COVID-19 treatments and pathogenesis including anosmia in K18-hACE2 mice
Jian Zheng, Lok-Yin Roy Wong, Kun Li, Abhishek Kumar Verma, Miguel Ortiz, Christine Wohlford-Lenane, Mariah R. Leidinger, C. Michael Knudson, David K. Meyerholz, Paul B. McCray Jr & Stanley Perlman
Nature (2020)
Abstract
The ongoing COVID-19 pandemic is associated with substantial morbidity and mortality. Although much has been learned in the first months of the pandemic, many features of COVID-19 pathogenesis remain to be determined.

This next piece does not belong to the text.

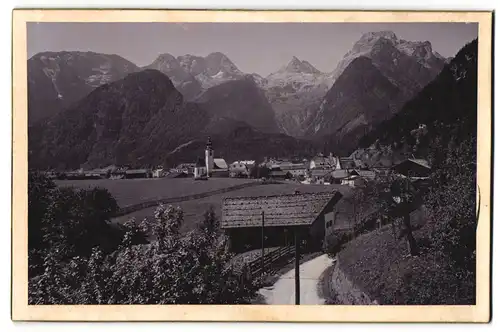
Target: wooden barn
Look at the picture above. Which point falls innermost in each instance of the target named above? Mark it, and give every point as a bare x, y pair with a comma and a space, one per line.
248, 221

For example, anosmia is a common presentation and many patients with this finding show no or only minor respiratory signs1. Studies in animals experimentally infected with severe acute respiratory syndrome coronavirus 2 (SARS-CoV-2), the cause of COVID-19, provide opportunities to study aspects of the disease not easily investigated in human patients. Although COVID-19 severity ranges from asymptomatic to lethal2, most experimental infections provide insights into mild disease3. Here, using K18-hACE2 mice that we originally developed for SARS studies4, we show that infection with SARS-CoV-2 causes severe disease in the lung, and in some mice, the brain. Evidence of thrombosis and vasculitis was detected in mice with severe pneumonia. Furthermore, we show that infusion of convalescent plasma from a recovered patient with COVID-19 protected against lethal disease.